A pouco tempo atrás eu provavelmente falaria que em cada poça dessa rua teria uma lagrima minha, mas não hoje.
Não mais.
Não por você,
mas caso pudesse lhe dizer algumas coisas cara-à-cara diria que resolvi seguir o seu conselho e entrei nas aulas de pintura, mesmo a contra gosto, e logo meu primeiro trabalho foi o de representar algo que retratasse uma saudade que apertava o peito, inacreditavelmente desenhei teus olhos verdes quase acinzentados de sono, a única coisa sua que guardei dentro de mim após todos esses anos. Os mesmo olhos que me diziam com quem eu estava, as cores que sibilavam de acordo com seu humor. Os olhos que me denunciavam uma mentira, ou fantasiavam um futuro junto aos meus. A imensidão da honestidade blindada nessa casca sem amor que você se tornou, nesse homem sem sonhos, sem perspectivas sem coragem alguma. A única coisa que eu amei que permaneceu, talvez o motivo de eu te-los desenhado é porque sentia falta sim do homem que costumava usa-los e não do último que conheci que os possuía, complexo mas nem tanto.

Sinto muito.

Doutor,

Quantas vezes é possível que cometemos os mesmos erros? Tenho tido cada vez mais a consciência de que estou fazendo tudo da forma mais errada quanto possível, mas não sei em que estou me embasando, logo meus argumentos contra mim são impróprios e errôneos o que me deixa um pouco pior do que as últimas vezes que estive em seu antigo consultório reclamando do chá gelado e amargo da recepção. Da última vez que nos vimos lembro de ter tido uma crise de pânico na noite anterior e te ligar, lembro como se fosse ontem a sensação de vazio que tive, a perda gradativa da visão e o sufoco na garganta, a incapacidade de respirar em modo automático, o terror que eu tinha certeza que estava nos meus olhos enquanto eu gostaria de arrancar minha própria pele com óleo quente, lembro mesmo como se fosse ontem – se repetiu

Os motivos que acarretaram a crise assim como os sintomas foram os mesmos, a minha constante vontade de mudanças, de entrega, de crença, me provando que eu sou um dos últimos na terra. Acreditei que desta vez teria apreendi algo nas aulas de engenharia e não iria construir nada em solo arenoso, que grande falha a minha, amaciei o solo com expectativas e otimismo quando o mesmo era incapaz de fazer florescer o mais singelo pé de feijão – sim, este que nasce até mesmo em algodão. Semeei felicidade como de costume, mas no final, nada nasceu e eu acho que estou acabando com todo o meu estoque de sementes, doei algumas sacas para pessoas próximas – algumas tiveram sorte no plantio e não consigo deixar de sentir esse sentimento verde, pura inveja.

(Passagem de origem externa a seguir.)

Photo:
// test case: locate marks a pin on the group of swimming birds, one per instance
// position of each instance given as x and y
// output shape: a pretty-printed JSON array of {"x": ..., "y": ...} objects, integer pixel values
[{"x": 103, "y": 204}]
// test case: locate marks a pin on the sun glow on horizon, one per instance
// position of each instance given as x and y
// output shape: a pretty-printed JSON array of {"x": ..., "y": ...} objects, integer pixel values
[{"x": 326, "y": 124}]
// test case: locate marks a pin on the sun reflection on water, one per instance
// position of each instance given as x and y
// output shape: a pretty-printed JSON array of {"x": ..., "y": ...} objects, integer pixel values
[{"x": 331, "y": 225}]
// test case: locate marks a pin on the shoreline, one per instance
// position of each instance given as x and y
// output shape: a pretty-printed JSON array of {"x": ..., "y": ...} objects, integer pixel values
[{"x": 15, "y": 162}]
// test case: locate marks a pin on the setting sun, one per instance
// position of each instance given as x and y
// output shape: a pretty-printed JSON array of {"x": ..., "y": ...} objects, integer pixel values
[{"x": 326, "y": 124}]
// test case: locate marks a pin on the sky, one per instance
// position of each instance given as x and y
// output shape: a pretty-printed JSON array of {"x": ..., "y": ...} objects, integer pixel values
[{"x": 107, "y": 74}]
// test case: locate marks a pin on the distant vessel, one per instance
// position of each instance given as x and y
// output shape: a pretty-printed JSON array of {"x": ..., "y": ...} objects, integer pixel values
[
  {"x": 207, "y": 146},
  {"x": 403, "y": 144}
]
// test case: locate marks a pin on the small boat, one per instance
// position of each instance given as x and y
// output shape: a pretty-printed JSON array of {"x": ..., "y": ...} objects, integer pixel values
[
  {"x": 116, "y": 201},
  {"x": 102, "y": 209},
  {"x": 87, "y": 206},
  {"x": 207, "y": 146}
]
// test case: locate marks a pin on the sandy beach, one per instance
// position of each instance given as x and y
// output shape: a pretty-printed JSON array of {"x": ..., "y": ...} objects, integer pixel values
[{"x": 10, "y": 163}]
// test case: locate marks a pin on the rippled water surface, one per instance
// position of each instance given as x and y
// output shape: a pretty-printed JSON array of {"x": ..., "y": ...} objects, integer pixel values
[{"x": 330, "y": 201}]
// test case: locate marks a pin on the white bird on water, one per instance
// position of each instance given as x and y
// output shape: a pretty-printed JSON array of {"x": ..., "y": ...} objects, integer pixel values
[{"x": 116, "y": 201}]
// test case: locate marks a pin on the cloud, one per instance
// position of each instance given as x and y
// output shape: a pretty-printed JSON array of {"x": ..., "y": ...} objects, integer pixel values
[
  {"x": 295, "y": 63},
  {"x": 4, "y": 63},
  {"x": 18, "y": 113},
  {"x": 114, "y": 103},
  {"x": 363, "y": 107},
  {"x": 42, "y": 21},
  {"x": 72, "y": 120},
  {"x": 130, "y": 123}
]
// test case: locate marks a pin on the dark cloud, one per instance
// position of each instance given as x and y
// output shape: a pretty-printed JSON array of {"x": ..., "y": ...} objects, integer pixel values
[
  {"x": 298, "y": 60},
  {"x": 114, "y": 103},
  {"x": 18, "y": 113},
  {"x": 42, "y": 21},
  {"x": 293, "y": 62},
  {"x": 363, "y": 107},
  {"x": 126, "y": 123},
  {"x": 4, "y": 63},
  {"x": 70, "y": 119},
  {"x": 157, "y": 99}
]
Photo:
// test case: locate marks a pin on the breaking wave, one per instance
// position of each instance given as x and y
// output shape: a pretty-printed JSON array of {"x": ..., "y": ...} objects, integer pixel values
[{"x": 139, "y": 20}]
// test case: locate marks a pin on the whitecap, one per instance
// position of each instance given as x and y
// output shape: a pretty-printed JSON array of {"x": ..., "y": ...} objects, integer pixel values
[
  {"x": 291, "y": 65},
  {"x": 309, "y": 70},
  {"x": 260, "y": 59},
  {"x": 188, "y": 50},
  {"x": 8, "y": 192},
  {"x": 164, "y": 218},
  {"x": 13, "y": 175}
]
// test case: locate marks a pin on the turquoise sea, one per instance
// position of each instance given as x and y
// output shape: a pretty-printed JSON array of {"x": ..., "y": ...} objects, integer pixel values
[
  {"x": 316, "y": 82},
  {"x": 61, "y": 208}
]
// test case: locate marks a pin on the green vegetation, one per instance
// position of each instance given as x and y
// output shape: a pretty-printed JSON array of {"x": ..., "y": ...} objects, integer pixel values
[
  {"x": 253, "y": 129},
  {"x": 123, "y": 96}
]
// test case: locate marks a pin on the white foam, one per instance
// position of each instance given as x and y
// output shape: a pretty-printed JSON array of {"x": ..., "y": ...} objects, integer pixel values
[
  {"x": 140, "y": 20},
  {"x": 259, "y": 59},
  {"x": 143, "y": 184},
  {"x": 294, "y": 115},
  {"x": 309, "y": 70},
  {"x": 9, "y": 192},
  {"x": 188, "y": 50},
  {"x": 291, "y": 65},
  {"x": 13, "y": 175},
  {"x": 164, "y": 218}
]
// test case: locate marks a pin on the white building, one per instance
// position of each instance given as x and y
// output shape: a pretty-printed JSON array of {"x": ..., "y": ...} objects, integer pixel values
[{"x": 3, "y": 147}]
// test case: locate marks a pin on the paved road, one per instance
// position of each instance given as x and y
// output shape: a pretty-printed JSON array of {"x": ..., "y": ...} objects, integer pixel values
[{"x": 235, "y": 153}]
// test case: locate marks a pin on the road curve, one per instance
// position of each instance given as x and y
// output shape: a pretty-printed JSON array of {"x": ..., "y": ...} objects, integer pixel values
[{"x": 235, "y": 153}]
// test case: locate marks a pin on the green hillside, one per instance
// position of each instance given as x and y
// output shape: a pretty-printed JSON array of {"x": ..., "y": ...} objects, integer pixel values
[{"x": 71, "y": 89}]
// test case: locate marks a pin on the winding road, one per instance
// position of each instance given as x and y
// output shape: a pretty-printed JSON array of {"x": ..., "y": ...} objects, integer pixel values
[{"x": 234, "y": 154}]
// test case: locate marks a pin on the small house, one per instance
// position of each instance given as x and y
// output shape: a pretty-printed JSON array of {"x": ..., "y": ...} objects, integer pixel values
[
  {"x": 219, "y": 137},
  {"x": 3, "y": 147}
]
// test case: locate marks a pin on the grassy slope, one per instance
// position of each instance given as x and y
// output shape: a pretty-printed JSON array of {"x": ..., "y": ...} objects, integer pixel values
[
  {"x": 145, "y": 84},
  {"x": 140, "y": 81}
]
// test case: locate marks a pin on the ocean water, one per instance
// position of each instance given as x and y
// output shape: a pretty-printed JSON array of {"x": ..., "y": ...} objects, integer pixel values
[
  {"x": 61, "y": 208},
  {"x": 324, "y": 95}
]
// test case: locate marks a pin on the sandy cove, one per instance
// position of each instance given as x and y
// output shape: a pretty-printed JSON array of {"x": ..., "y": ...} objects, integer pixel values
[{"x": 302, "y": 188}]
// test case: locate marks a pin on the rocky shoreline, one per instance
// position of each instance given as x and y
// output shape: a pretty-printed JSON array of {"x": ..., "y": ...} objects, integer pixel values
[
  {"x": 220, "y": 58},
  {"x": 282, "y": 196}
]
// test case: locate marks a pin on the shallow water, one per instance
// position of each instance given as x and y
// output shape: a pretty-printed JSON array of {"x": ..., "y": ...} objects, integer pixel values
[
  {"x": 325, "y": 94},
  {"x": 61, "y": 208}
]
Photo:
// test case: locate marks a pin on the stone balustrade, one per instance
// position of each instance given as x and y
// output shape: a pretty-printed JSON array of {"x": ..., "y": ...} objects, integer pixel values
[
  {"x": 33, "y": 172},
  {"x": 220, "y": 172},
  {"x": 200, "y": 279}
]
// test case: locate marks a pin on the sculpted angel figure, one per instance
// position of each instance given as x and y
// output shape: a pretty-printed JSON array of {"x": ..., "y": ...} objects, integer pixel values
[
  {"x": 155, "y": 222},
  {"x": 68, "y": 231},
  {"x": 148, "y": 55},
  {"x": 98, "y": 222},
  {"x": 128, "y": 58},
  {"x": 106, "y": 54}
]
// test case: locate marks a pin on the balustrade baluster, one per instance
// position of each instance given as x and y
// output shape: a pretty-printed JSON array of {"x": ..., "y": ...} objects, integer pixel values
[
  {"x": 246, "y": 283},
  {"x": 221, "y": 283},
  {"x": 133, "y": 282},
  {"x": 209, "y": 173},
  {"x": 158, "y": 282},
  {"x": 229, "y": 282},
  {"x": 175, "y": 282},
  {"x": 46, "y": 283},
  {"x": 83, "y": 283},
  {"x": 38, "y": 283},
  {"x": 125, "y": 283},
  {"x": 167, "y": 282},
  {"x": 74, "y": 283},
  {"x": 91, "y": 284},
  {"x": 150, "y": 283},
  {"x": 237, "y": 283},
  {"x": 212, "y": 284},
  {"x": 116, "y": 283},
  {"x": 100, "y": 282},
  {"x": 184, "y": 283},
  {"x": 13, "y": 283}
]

O fato Doutor, mais uma vez, é que estou perdido e como já de costume dividido entre alguns mundos, que infelizmente não são mágicos e nem trazem aventuras e nada parecido e para ser sincero andei tendo alguns picos de crescimento, desacreditando completamente das fábulas e contos de fada. Me divido entre o certo e o errado, mesmo sem saber a diferença entre eles. Me divido entre o amar e o sofrer, tendo certeza que escolho sempre as pessoas erradas – sempre. Me divido entre me dividir quando queria multiplicar, somar e nunca – nunca – subtrair, mas aparentemente as operações matemáticas simples tem evoluído e entrado em minha vida em constantes complicadas equações que nem mesmo Einstein preveria. E como resultado disto tudo, temos mais uma vez o desejo de fuga dessa realidade – frustração.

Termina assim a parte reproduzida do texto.